The criminal justice system has seen many positive changes in recent years in how it perceives and treats young people, in particular children. The rate of arrests has dropped and police forces are less focussed on target-driven policing, resolving matters informally through the use of restorative disposals. 




This autumn saw the National Police Chiefs’ Council (NPCC) formalise a more proportionate approach to low level offending by young people, with the publication of its National Strategy for Policing Children and Young People. The strategy emphasises that children and young people (C&YP) have specific emotional and physical needs that starkly contrast with adult offenders.

The long awaited guidance states ‘it is crucial that in all encounters with the police, those below the age of 18 should be treated as children first’. Treating under -18s as children first is not new though.

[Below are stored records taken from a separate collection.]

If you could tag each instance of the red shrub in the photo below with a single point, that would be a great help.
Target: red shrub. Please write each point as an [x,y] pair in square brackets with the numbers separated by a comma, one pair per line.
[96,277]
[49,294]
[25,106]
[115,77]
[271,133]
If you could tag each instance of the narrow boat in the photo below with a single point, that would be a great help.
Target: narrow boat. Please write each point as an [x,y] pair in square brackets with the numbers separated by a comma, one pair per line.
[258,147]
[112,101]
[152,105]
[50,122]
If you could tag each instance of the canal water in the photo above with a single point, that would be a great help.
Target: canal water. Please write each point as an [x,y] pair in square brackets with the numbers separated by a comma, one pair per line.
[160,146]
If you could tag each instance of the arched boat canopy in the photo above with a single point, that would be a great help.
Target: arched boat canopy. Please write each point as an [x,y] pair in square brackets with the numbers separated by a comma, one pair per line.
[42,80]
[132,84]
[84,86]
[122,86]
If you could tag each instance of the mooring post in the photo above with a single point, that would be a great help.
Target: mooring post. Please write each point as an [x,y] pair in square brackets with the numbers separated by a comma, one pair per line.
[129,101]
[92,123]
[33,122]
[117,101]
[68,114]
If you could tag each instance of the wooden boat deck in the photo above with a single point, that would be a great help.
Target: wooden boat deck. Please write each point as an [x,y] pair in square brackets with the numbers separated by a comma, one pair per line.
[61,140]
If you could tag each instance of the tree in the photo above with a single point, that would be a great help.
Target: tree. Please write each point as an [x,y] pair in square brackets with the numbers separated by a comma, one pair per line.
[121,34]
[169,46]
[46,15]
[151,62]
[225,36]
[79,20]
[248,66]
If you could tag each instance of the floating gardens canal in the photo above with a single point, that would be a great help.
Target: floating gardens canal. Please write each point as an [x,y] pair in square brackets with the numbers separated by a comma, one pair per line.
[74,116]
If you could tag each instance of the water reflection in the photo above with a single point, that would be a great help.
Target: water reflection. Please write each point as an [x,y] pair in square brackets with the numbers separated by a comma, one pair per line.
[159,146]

Police already have to do so under sections 10 and 11 of the Children Act 2004 and the United Nations Convention on the Rights of the Child. What is new, however, is the approach the NPCC is recommending with a renewed emphasis on making sure that in all situations where C&YP come to the attention of the police, a full understanding of their circumstances is sought. 

Stop and search


Crucially, the NPCC makes it absolutely clear on the need for police to carefully consider how stop and search is used. In responses from 10 forces, figures show that in 2008/9 the police stopped and searched 239,198 children below the age of 18. Whilst this has fallen to 78,449 stops in 2013/14 it is still a considerable number and it can alienate young people. 

The review as to how stop search should be used will no doubt be welcomed by many of those we recruit within youth offending teams across the country. After all, it’s been widely reported that many young people are unsure of what their rights are, and that a stop and search is often a hostile experience. 

Rather, these encounters with young people should be used to, as the NPCC states, ‘improve our relationship with young people’. 
 

Looked after children 


With 25% of the prison population having spent time in care during their childhood, it’s not surprising to hear that a third of children in custody have been in care. More needs to be done to build better relationships between the police and looked after children. It was promising to hear that the strategy centres on making every effort to avoid the unnecessary criminalisation of those children, and that working closer with partners to improve outcomes for young people is firmly on the agenda. 

Young people entering into adulthood 


It’s also heartening to see that the NPCC considers young people transitioning into adulthood (18-24 year olds) as C&YP, in the context of the report. There’s little information as to how they will be approached though. We’ll have to wait for the forthcoming action plan, although we understand that C&YP will be split into three groups; those under 10, 10-17 year olds who are subject to the majority of legislation aimed at young people, and those aged 18-24. 

How will the strategy be implemented?


It has been officially approved through the NPCC and an action plan is now being developed through the network of Chief Officer Regional Leads. This will outline the specific activity required to change how policing is delivered. 

A network of police and partner practitioners are going to lead the delivery, which will include evidence-based best practice from The College of Policing.

Partners, including probation staff from Community Rehabilitation Companies, youth offending workers, and those specialising in child and adolescent mental health services will be invited to submit their views and ideas, as well as young people themselves.